A Libertarian Defence of the Appointed Red Chamber

While conservative in my politics, I don’t consider myself a libertarian—being rather more in tune with the Tory values that exemplify the career of Canada’s first prime minister, Sir John A. Macdonald. Yet when thinking a bit about the fate of the Senate of Canada, and particularly about its method of composition, I begin to see the outline of a libertarian defence for appointing senators.

Recent weeks have been spent reading a number of seminal tracts in the libertarian tradition (a theme to which I shall return in future), and I can report with some confidence that it is divided into two main camps: moderates who adhere to what are commonly called classical liberal beliefs or minarchy (sometimes taken to be synonymous with modern conservatism) and those who are rather more radical in their principles, the philosophical anarchists (or ‘anarcho-capitalists’).

The first, while not exactly boosters for the status quo, will admit grudgingly that the State does have its uses. It adjudicates contracts between contesting parties and upholds security of person and property: by applying law and order for domestic disputes, and supplying the armed services against foreign invasion. Ideally, then, for this branch of libertarianism was coined the belief that ‘government is best which governs least’.

The second band of libertarians, no doubt, considers the first group soft. No form of government is acceptable to them. Social action is based upon voluntary agreements entered into freely. All transactions, therefore, take the form of simple market processes, ergo the ‘capitalist’ label. Anything not openly agreed to—and thence with no means of ‘opting-out’—is coercive and an affront to fundamental natural law and human rights.

But what has this to do, you ask, with the benefits of an appointed Red Chamber?

In the general outlines of libertarian thought—basically a paean to limited government—is where the genius of our existing Senate lies.

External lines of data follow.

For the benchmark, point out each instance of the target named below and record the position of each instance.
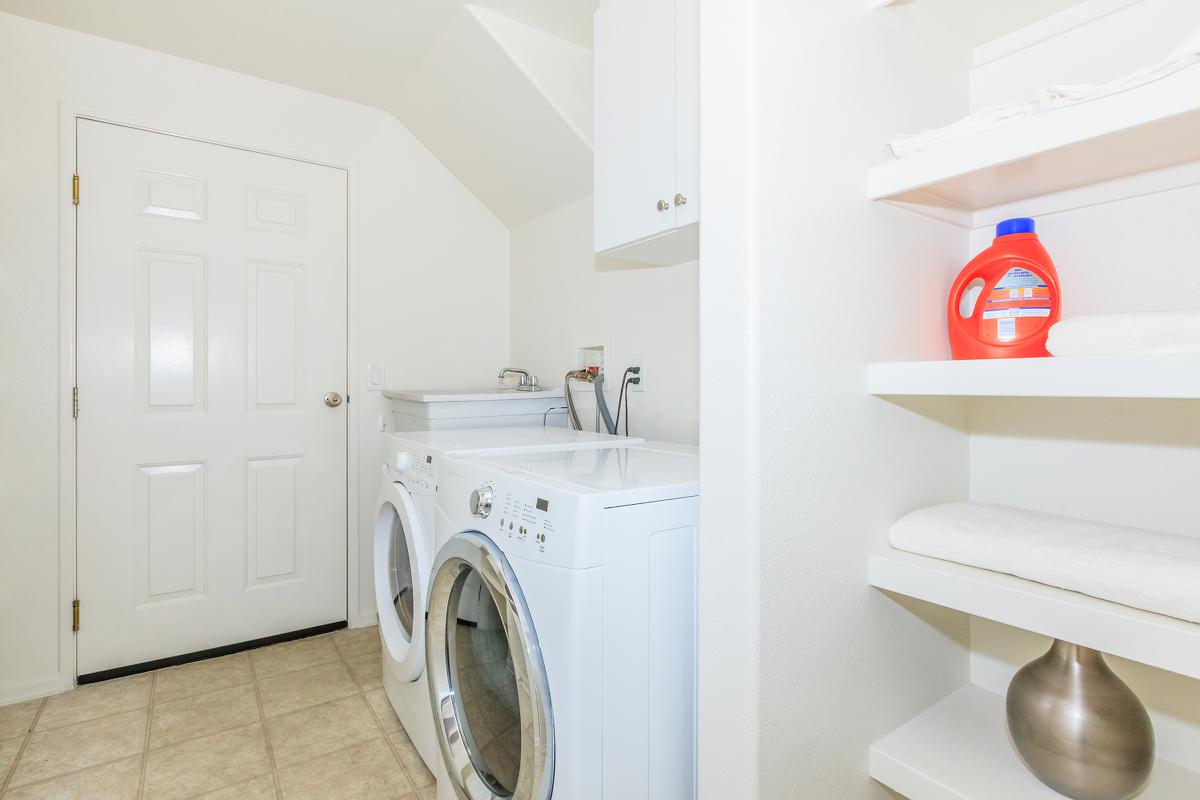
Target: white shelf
(1159, 641)
(1141, 130)
(1175, 376)
(959, 750)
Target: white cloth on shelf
(1062, 95)
(1141, 334)
(988, 118)
(1047, 100)
(1143, 569)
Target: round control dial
(481, 501)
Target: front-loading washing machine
(561, 637)
(405, 547)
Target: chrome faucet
(528, 383)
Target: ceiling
(517, 134)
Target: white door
(211, 323)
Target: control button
(481, 501)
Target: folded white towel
(1047, 100)
(1153, 571)
(1126, 334)
(1185, 55)
(988, 118)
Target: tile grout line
(145, 745)
(267, 734)
(21, 750)
(387, 734)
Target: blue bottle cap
(1017, 226)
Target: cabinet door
(687, 95)
(635, 120)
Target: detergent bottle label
(1018, 306)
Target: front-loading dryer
(403, 549)
(561, 637)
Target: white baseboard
(27, 690)
(364, 620)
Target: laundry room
(364, 360)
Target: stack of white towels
(1143, 334)
(1144, 569)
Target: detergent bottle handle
(975, 271)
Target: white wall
(417, 238)
(833, 282)
(564, 298)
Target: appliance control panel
(527, 519)
(531, 519)
(412, 465)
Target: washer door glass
(400, 576)
(401, 570)
(486, 677)
(481, 672)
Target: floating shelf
(1141, 130)
(1150, 638)
(959, 750)
(1175, 376)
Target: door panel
(211, 322)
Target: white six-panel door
(211, 324)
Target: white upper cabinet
(647, 116)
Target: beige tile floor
(304, 720)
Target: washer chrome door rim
(473, 552)
(397, 525)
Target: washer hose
(587, 376)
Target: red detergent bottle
(1005, 301)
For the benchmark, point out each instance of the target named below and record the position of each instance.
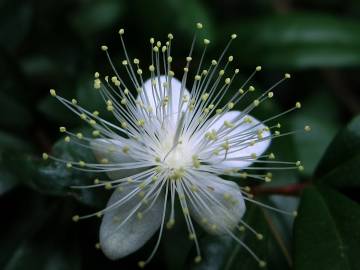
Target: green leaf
(324, 125)
(339, 166)
(299, 40)
(54, 178)
(39, 237)
(9, 144)
(96, 16)
(19, 116)
(326, 231)
(225, 253)
(180, 15)
(15, 21)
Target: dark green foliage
(55, 44)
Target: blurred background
(56, 44)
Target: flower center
(176, 155)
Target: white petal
(117, 242)
(222, 204)
(242, 150)
(112, 150)
(154, 97)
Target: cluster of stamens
(174, 138)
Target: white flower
(170, 143)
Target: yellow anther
(141, 264)
(225, 146)
(123, 124)
(213, 227)
(53, 92)
(152, 68)
(170, 223)
(140, 122)
(243, 175)
(196, 161)
(125, 149)
(185, 211)
(96, 133)
(228, 124)
(204, 96)
(108, 185)
(177, 174)
(104, 161)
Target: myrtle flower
(171, 143)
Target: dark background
(56, 44)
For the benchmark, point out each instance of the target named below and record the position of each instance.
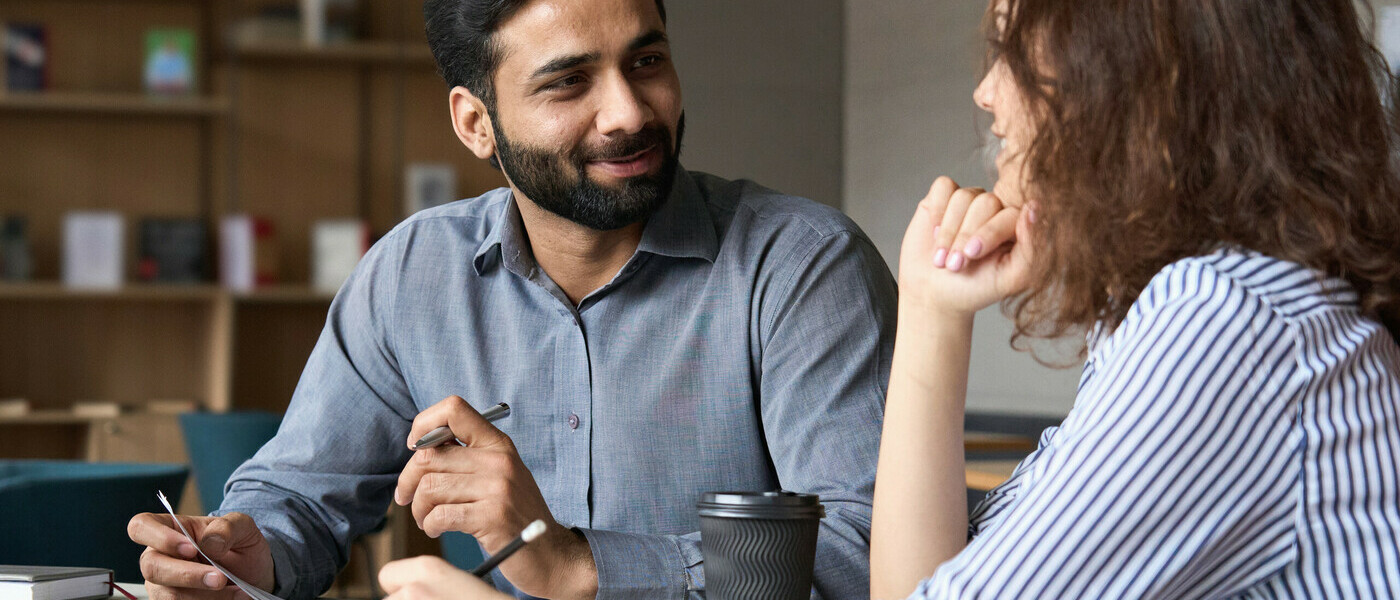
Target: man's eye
(567, 83)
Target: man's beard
(560, 183)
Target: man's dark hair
(461, 34)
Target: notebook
(53, 582)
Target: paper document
(252, 590)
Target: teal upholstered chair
(72, 513)
(219, 442)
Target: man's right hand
(174, 569)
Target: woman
(1206, 188)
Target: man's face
(588, 109)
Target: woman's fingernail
(955, 262)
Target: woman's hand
(963, 251)
(431, 578)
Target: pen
(444, 434)
(527, 536)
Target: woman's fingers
(937, 199)
(956, 211)
(966, 244)
(979, 241)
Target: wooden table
(986, 441)
(987, 474)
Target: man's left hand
(485, 490)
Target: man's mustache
(623, 147)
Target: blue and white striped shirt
(1236, 437)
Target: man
(657, 333)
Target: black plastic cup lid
(760, 505)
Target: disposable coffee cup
(759, 544)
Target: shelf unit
(283, 130)
(287, 132)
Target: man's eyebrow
(564, 63)
(648, 38)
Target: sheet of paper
(251, 589)
(1388, 34)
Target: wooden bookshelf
(158, 293)
(347, 52)
(286, 132)
(112, 104)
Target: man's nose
(620, 109)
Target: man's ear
(472, 123)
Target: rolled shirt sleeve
(328, 474)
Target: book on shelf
(14, 407)
(171, 406)
(170, 62)
(97, 409)
(336, 246)
(94, 249)
(247, 252)
(172, 251)
(53, 582)
(25, 56)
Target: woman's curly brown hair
(1169, 127)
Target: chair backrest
(69, 513)
(219, 442)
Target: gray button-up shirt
(745, 346)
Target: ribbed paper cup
(759, 544)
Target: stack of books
(53, 583)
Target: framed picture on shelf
(25, 56)
(427, 185)
(170, 62)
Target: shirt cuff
(643, 567)
(284, 575)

Surely I am raising a provocative paradox; wouldn’t a philosophy of freedom advocate for democratic senatorial representation, unfiltered through the prism of responsible government?

Yet, if your objective is less government, then your goal is not an elected Senate.

If your objective is less self-important legislators, less legislative gridlock, and less regulatory intrusion—all with the potential of inhibiting personal liberty—your goal is not to encourage their expansion. Your goal, as a libertarian, is to maintain what is by comparison a lesser obstacle to freedom.

Consider this an axiomatic warning: as surely as night follows day, a senator elected by popular will, with the wind in his sails and newfound electoral legitimacy conferred upon him, will feel duty-bound to live up to expectations to be as energetic and industrious as his colleagues in the House of Commons.

He will be constrained, by articles in the BNA Act, from introducing money bills in the Upper House, but that is the only constitutional restraint by which he will be bound.

By former convention the Senate was to act as a chamber of sober second thought, an evolutionary development because, lacking in directly democratic bona fides, the Senate was considered at best a complementary chamber in league with the confidence chamber that was the House of Commons. No more.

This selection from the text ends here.